The FTSE 100 has now passed 7,500, and for the first time ever. This index tracks larger companies, many of which are multinationals, so it is not a great bellwether of the UK economy. The FTSE 250 has a more UK focus, far more of its constituents target the UK economy. This index closed at a new all time, with a reading of 19,876 on May 11th.
In the US, the S&P 500 passed 2,400 for the first time ever on May 16th, the NASDAQ Composite, which has a high technology emphasis, closed at 6,160 on May 16th, an all-time high, and the Russell 2,000, which tracks smaller US companies closed at 1,394 – you guessed, it, that is an all-time high, too.
In Germany, the DAX is also trading in unchartered waters –12,807 on May 15th, while in France, the CAC 40 closed at 5,416 on May 16th – it had never been there before.
The MSCI International World Index has also hit a new record.
But it is not just stock markets in the developed world that are booming, the MSCI Emerging Market Index has also closed at a record.
Meanwhile, the VIX, a measure of volatility in the S&P 500, also known as the fear index, has been close to falling to an all-time low, meaning that the markets are close to be being as unafraid as they have ever been.
And yet the so-called Doomsday Clock – which is meant to reflect the odds of some kind of apocalypse, stands at two and half minutes to midnight. The Science and Security Board said that: “The probability of global catastrophe is very high, and the actions needed to reduce the risks of disaster must be taken very soon.”
Is it that the markets don’t worry about things like that?
So why are the markets so high? The recent announcement by China’s Xi Jinping to spend $134 billion on infrastructure over 65 countries helped. In many ways, this is just what the global economy needs.
The markets loved the result of the French election.

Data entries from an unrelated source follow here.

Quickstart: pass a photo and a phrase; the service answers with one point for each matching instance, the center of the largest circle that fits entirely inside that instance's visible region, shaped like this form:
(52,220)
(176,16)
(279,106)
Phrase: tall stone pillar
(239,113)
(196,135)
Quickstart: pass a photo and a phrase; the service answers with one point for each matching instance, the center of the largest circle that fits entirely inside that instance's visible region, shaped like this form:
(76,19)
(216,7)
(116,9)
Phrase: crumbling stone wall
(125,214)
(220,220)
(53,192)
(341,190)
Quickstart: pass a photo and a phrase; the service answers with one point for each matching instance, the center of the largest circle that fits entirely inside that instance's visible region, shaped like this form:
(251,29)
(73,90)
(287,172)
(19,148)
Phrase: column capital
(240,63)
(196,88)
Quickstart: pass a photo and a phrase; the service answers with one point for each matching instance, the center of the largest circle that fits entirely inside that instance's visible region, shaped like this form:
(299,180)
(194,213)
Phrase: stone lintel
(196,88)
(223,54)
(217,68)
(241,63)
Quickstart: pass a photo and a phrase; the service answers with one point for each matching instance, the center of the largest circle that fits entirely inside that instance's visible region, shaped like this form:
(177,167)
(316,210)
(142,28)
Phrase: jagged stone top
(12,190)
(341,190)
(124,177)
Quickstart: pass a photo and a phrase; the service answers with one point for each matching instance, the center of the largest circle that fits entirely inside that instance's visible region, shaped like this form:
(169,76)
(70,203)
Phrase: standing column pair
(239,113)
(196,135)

The oil price seems to be trading in a corridor of between $45 and $55 a barrel – roughly half the price from three years or so ago. In theory, a fall in the oil price supports oil consumers but hits oil producers, and thus has a neutral effect on the global economy – it merely redistributes. In practice, oil consuming countries tend to have a lower savings ratio, so cheaper oil should lead to higher aggregate demand.
The FTSE 100 is benefiting from the cheaper pound, as many of its members’ trade in foreign currencies but shares are traded in sterling – but this does not explain booming stock markets elsewhere.
But the markets’ attitude to the US is confusing.
There is still something of a so-called Trump trade, markets are buying in anticipation of tax cuts. Yet Mr Trump does seem to be in a spot of bother at the moment – who knows whether he will be impeached, but the problems besetting Trump seem to be turning European voters off far right politicians. So, the markets are actually celebrating in anticipation of Trump achieving his objectives and not achieving his objectives, all at the same time. Individuals can hedge like that, but the global stock market can’t.
The global economy is in quite good shape at the moment, the economic cycle seems to be turning in a favourable direction.
For all the talk of whether the markets are too exuberant and a crash is close, maybe the reality is that they are where they are because that is what stock markets are supposed to do.
They are supposed to rise over time. The S&P 500 was trading around 1,500 in the year 2000, now it is up to 2,400, that sounds about right. The FTSE 100 closed at 6,930 on December 30th 1999, now it is over 7,500, that is actually quite a poor performance. Maybe, things have just got back to normal.